In this study we examined changes in attention-deficit hyperactivity disorder behaviors and motor and vocal tics during withdrawal from long-term maintenance therapy with stimulant medication.


Subjects were 19 children with attention-deficit hyperactivity disorder and chronic tic disorder who had received methylphenidate (n = 17) or dextroamphetamine (n = 2) for a minimum of 1 year. Children were switched to placebo under double-blind conditions. Treatment effects were assessed by using direct observations of child behavior in a simulated (clinic-based) classroom and behavior rating scales completed by parents and clinician.

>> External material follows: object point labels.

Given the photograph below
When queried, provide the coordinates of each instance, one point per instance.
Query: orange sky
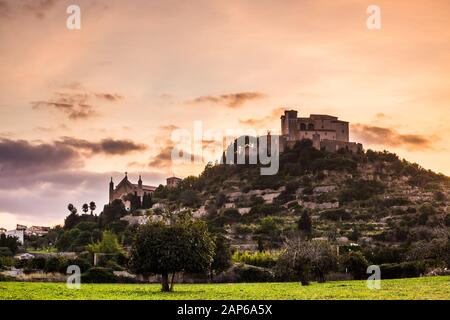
(138, 69)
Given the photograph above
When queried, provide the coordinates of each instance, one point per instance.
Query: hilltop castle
(326, 132)
(125, 187)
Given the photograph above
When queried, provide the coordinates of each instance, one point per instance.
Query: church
(126, 187)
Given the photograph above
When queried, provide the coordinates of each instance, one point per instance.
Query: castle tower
(288, 123)
(111, 190)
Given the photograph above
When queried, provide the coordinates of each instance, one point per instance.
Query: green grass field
(414, 288)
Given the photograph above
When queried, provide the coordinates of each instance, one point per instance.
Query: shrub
(6, 262)
(5, 252)
(307, 260)
(99, 275)
(247, 273)
(402, 270)
(56, 264)
(336, 215)
(355, 263)
(36, 263)
(360, 190)
(262, 259)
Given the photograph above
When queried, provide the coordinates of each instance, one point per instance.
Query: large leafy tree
(163, 248)
(222, 255)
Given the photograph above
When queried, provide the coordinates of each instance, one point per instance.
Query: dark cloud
(390, 137)
(273, 115)
(232, 100)
(169, 127)
(106, 146)
(163, 159)
(77, 104)
(48, 193)
(23, 156)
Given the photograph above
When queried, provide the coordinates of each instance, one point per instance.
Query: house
(37, 231)
(173, 181)
(19, 234)
(326, 132)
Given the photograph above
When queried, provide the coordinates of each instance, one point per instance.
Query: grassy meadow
(436, 288)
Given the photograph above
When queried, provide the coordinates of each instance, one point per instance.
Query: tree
(147, 201)
(112, 212)
(305, 223)
(355, 263)
(92, 207)
(9, 242)
(182, 246)
(85, 208)
(222, 255)
(307, 259)
(109, 244)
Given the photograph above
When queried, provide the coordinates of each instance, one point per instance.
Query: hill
(373, 199)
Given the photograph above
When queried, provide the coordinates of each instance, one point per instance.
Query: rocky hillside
(373, 199)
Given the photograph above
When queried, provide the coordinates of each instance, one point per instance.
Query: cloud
(390, 137)
(106, 146)
(38, 8)
(23, 156)
(163, 159)
(273, 115)
(77, 103)
(232, 100)
(169, 127)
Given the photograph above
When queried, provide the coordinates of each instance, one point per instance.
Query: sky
(80, 106)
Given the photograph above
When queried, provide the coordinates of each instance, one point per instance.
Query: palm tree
(85, 208)
(92, 207)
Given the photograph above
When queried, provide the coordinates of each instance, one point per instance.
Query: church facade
(125, 187)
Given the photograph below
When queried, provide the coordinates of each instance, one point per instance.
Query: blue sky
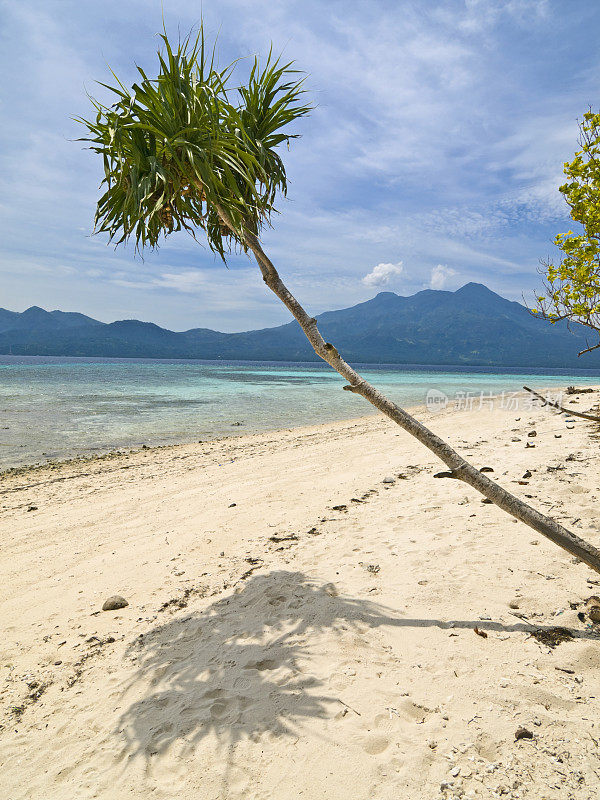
(432, 157)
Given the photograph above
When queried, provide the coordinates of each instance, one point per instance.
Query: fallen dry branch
(562, 410)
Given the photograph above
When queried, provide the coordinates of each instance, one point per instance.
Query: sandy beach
(301, 619)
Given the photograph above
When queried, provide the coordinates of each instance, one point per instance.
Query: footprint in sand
(374, 744)
(266, 663)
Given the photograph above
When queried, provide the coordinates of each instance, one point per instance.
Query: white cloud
(382, 274)
(439, 276)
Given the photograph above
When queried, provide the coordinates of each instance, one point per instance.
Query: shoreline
(302, 603)
(120, 451)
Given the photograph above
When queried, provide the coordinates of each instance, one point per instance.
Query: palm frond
(178, 153)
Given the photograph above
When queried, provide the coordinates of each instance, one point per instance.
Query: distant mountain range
(472, 326)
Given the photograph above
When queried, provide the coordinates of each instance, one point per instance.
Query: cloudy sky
(432, 157)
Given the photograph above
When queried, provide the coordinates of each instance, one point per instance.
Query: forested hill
(471, 326)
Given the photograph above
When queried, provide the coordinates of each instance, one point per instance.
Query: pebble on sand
(114, 602)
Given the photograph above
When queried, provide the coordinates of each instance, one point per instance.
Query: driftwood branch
(560, 408)
(460, 468)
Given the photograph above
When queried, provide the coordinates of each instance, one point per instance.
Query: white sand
(341, 663)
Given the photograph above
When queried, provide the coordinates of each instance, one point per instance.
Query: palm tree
(191, 150)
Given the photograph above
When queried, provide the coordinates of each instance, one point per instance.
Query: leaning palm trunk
(459, 468)
(186, 151)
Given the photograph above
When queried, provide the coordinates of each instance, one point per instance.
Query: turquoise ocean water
(52, 408)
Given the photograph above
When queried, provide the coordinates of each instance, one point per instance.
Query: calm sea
(52, 408)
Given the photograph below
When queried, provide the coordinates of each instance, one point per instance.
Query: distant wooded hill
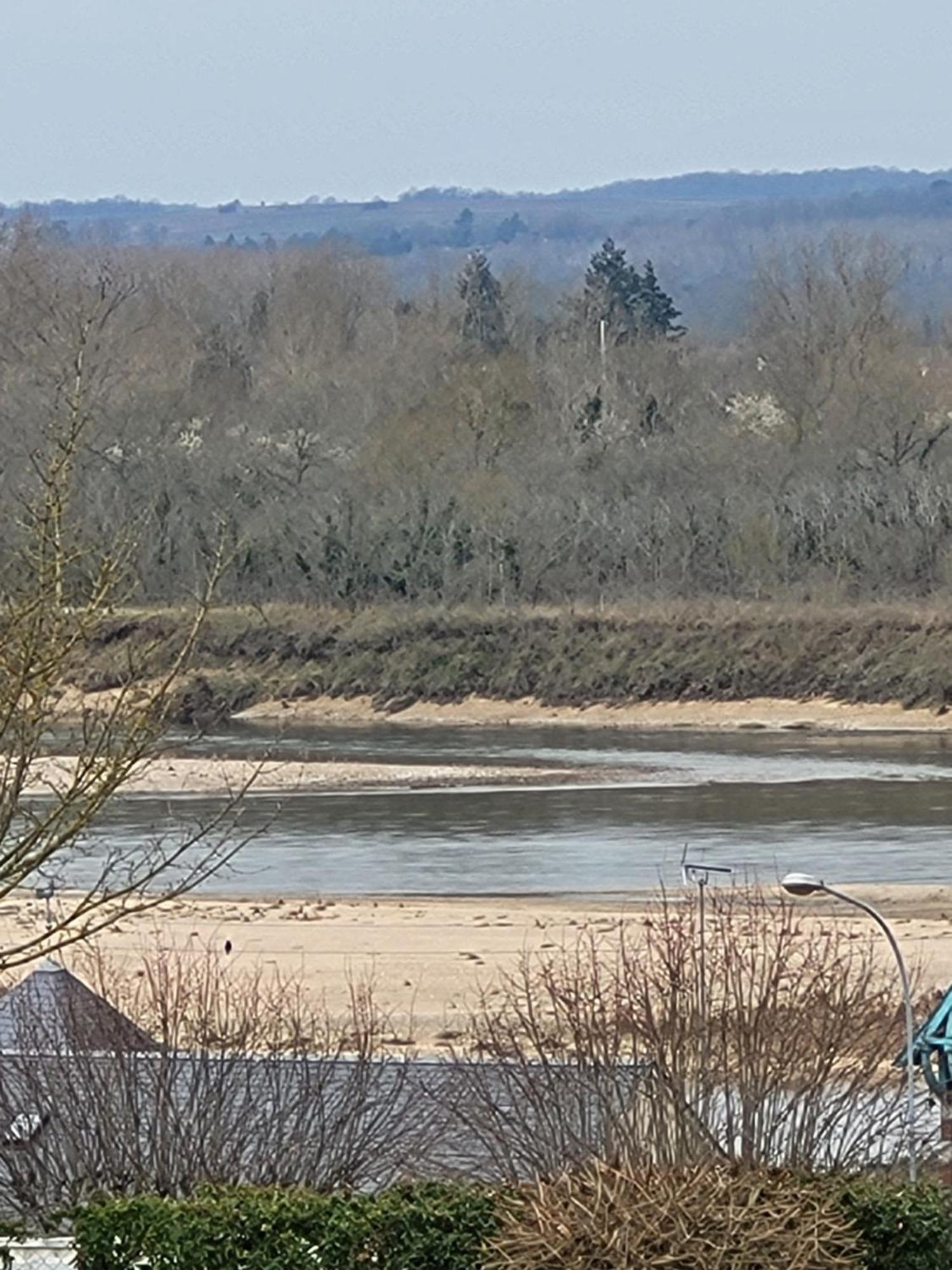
(704, 231)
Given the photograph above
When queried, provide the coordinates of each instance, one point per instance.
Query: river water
(871, 808)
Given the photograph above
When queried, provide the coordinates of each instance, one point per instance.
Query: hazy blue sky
(277, 100)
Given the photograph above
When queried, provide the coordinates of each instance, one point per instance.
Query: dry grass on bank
(645, 653)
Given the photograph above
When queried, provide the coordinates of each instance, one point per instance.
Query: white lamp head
(803, 885)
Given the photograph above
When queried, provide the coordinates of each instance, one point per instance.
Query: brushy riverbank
(656, 653)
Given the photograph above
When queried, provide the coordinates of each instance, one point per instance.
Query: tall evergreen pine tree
(484, 314)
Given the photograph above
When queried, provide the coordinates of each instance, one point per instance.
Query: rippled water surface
(855, 808)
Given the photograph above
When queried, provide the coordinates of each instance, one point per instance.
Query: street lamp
(805, 885)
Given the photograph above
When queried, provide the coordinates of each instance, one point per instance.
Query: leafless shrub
(772, 1047)
(692, 1219)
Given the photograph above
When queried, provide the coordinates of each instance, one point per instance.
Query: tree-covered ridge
(483, 440)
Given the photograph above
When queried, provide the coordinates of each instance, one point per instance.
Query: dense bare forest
(482, 440)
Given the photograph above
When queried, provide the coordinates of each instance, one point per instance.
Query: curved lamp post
(805, 885)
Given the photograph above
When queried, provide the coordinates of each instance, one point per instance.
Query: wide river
(871, 808)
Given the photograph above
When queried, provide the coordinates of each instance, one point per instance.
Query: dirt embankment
(706, 661)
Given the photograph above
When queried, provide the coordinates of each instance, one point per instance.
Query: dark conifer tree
(659, 316)
(629, 304)
(484, 314)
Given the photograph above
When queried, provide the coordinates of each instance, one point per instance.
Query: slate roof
(53, 1012)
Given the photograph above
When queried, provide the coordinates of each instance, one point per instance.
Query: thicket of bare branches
(247, 1083)
(770, 1048)
(360, 450)
(690, 1219)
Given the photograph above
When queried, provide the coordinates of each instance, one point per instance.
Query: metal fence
(48, 1253)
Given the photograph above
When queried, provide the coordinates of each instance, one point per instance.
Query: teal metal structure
(932, 1050)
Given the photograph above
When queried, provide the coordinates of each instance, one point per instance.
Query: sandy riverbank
(430, 958)
(821, 714)
(214, 777)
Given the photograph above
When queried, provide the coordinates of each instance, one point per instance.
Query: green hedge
(426, 1227)
(423, 1227)
(902, 1227)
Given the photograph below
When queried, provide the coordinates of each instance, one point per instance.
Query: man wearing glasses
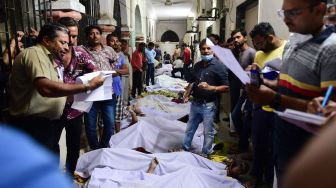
(308, 69)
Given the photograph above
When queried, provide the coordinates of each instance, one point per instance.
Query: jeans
(242, 121)
(262, 142)
(73, 130)
(201, 112)
(107, 108)
(137, 83)
(150, 74)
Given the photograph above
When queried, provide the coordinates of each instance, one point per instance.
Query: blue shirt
(215, 74)
(150, 55)
(117, 84)
(23, 163)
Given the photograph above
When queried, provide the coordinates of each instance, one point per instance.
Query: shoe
(226, 119)
(233, 134)
(247, 156)
(204, 155)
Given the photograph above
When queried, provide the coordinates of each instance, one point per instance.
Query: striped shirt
(310, 67)
(307, 70)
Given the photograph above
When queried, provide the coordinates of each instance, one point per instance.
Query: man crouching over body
(209, 79)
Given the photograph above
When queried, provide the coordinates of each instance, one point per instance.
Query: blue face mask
(207, 58)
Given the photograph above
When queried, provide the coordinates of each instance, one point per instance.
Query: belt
(204, 101)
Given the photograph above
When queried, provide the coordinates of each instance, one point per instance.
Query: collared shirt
(178, 64)
(215, 74)
(33, 63)
(80, 64)
(117, 84)
(307, 70)
(137, 59)
(186, 55)
(150, 55)
(104, 58)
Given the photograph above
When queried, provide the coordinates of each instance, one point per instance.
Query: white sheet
(161, 106)
(164, 82)
(165, 69)
(126, 168)
(156, 134)
(103, 92)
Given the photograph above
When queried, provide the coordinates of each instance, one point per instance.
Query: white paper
(103, 92)
(82, 106)
(306, 121)
(226, 57)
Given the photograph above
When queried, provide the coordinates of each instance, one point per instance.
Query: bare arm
(49, 88)
(219, 89)
(123, 70)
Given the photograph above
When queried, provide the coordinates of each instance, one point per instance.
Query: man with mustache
(307, 70)
(37, 92)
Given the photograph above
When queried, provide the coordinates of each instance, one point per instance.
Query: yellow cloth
(261, 58)
(34, 62)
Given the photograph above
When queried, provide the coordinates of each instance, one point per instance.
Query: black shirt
(215, 74)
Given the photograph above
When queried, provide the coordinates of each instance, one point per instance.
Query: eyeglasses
(292, 13)
(259, 43)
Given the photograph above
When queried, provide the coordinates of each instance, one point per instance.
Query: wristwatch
(276, 102)
(87, 88)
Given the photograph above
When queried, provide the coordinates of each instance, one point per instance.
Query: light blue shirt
(117, 84)
(150, 55)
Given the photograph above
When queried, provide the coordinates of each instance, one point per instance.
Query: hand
(204, 85)
(262, 95)
(33, 32)
(253, 66)
(315, 107)
(19, 35)
(96, 82)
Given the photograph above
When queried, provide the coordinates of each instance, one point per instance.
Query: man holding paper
(38, 93)
(308, 69)
(104, 57)
(209, 79)
(269, 47)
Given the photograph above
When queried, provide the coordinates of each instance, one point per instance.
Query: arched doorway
(138, 24)
(170, 36)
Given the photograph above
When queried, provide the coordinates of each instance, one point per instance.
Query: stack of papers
(306, 121)
(83, 101)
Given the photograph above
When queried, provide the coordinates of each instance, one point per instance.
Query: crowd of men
(43, 81)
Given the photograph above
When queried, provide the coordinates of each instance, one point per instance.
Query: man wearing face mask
(241, 118)
(209, 78)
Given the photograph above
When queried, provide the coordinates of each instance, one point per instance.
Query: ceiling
(172, 9)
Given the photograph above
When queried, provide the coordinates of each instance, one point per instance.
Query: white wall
(168, 47)
(268, 13)
(179, 27)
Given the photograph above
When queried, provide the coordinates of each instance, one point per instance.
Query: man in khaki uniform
(37, 92)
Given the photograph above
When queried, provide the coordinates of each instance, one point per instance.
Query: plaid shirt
(104, 58)
(80, 64)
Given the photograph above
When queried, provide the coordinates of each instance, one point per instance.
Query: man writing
(308, 69)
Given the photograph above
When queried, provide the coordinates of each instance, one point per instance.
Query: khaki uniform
(34, 62)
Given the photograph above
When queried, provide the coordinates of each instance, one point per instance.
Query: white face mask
(207, 58)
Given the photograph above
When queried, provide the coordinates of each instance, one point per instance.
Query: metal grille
(90, 18)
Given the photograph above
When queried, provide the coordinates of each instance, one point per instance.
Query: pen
(327, 96)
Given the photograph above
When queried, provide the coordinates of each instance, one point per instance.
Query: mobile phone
(255, 78)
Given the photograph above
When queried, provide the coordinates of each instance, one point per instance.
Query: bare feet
(152, 166)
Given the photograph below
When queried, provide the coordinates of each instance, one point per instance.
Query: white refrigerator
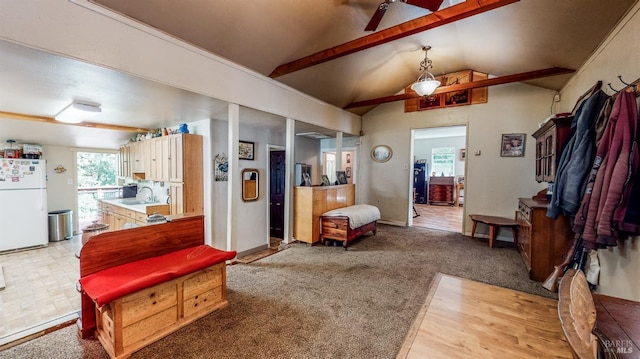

There was no change (group data) in the frequency or severity of motor tics or vocal tics during the placebo condition compared with maintenance dose of stimulant medication (ie, no evidence of tic exacerbation while receiving medication or of a withdrawal reaction). There was no evidence of tic exacerbation in the evening as a rebound effect. Treatment with the maintenance dose was also associated with behavioral improvement in attention-deficit hyperactivity disorder behaviors, indicating continued efficacy.


Abrupt withdrawal of stimulant medication in children receiving long-term maintenance therapy does not appear to result in worsening of tic frequency or severity. Nevertheless, these findings do not preclude the possibility of drug withdrawal reactions in susceptible individuals.